To be fair, the act taxes soft drinks, candy, and snack food at the rate of about 13% in most provinces but discourages healthy eating by taxing low-fat milk, whole grains, and vegetable dishes when consumed in restaurants, as well as club soda, salads, and vegetable and fruit trays when sold in retail stores. Meanwhile, many unhealthy foods sold in retail stores are tax-free, such as sugary breakfast cereals, transfat-laden shortening, high-saturated-fat cheese, chicken wings, fatty burgers, even salty caviar. You get the idea. That makes no sense. Taxes should be focused on unhealthy foods and eliminated for healthy foods.
The average Canadian now spends about $95 per year on GST for food purchases. In 2010-11, the GST low-income credit reimbursed $631 to the average single individual earning $20,000. These rebates could easily be increased by a few dollars to offset further regressive effects, if any, of nutrition-promoting food tax reform and increased even further to help reduce poverty.
Four, the federal government should join most provincial and some municipal governments in subsidizing school meals for Canadian schoolchildren K to 12, provided those foods meet strong nutritional standards. As a major study from Harvard University and our chief public health officer acknowledged, subsidized school meals may also improve school attendance, completion, and equalize opportunities for life success among children from families with unequal financial means.
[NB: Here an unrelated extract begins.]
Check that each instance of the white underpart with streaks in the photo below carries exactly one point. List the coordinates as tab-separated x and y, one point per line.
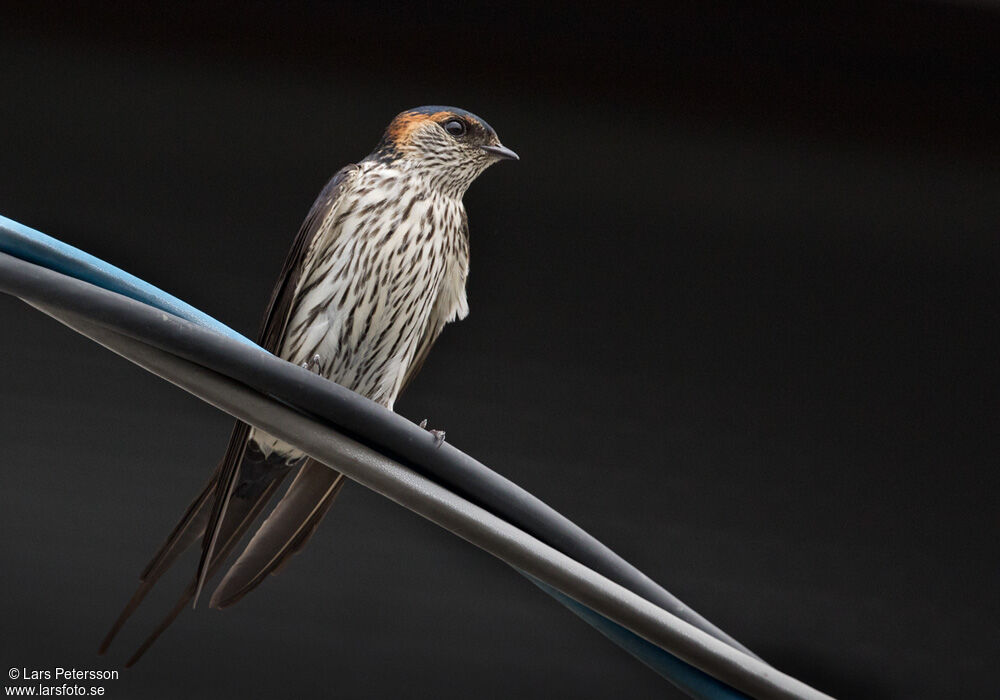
389	264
Last month the U.S. Department of Agriculture finalized binding national nutrition standards for food that are much stricter than the old ones. They are used to qualify for more than $14 billion in federal government subsidies for school food, or approximately $1.30 per student per school day. On a per-student basis that commitment is more than 30 times the four cents per student that the Canadian government spent on school meals. To my knowledge, the federal government still spends nothing or virtually nothing; it's mostly provincial governments. In Canada, only Ontario has binding school nutrition regulations.
Five, mandate the disclosure of calorie counts and notices about the amounts of sodium for menu items in outlets of large restaurant chains, where Canadians spend $60 billion annually, which is one-fifth of all food consumed. Nutrition information for restaurant menus has been exempt from the nine-year-old regulations mandating numbers for calories and 13 nutrients on packaged foods sold in grocery and convenience stores but not at restaurants, where Canadians spend so much of their food dollar.
While Health Canada continues to discuss menu labelling, governments in New York City, California, and elsewhere have required calorie labelling on menus, and soon regulations will extend that requirement nationally in the United States.
Dozens of Canadian groups and expert reports have called for mandating calories and sodium on restaurant menus. Studies indicate that fewer than 1% of consumers go out of their way to obtain onsite nutrition information prior to ordering. By contrast, one carefully conducted New York City study found that calorie labelling on menus helped reduce calorie totals by 14% per non-beverage food transaction. That's when the numbers were actually on the menu board.
So Canadians finding that a Tim Hortons sausage, egg, and cheese breakfast sandwich has nearly double the calories, 530, of the English muffin with egg and cheese, with 270 calories, or a McDonald's mighty Caesar entree salad with warm crispy chicken has nearly five times as much sodium, 1,320 milligrams, as the spicy Thai salad, 260 milligrams, might choose differently or eat elsewhere if they find that all the nutrition numbers look grim.